There are miraculous stories of bravery, selflessness, and close calls. But there is also the tedium of a huge cast of characters, a multitude of welfare and relief organizations, and numerous location names to keep track of. Characters lost their individuality as the narrative progressed and more and more refugees, collaborators, and rescuers were introduced. Overall, it’s a decent portrait of the perils of life in Vichy France, but I wasn’t entirely captivated by the book as a whole.
I received a complimentary copy of this book via TLC Book Tours.
Published by Yearling, 1989 *****
What an amazing little book. Annamarie and her family live in Nazi-occupied Denmark, and when the Germans begin rounding up the nation’s Jews, she will do anything to protect her best friend Ellen. I was so enamored with this story and with Annamarie’s selflessness and bravery. Lowry created a wonderful heroine and successfully turned the harsh realities of war into a story of hope and honor.

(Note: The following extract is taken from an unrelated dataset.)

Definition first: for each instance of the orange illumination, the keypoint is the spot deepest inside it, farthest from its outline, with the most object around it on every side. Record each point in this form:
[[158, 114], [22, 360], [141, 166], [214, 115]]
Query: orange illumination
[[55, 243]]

Published by Vintage, 1997 *****
I was so deeply affected by this book and utterly amazed by Bauby’s fierce determination. Left completely paralyzed by a debilitating stroke, he dictated his memoir by basically blinking the alphabet. I can’t even fathom the isolation he must have felt to be of sound mind in an utterly useless body. It is incredibly tragic and moving and I am completely in awe of this man’s legacy.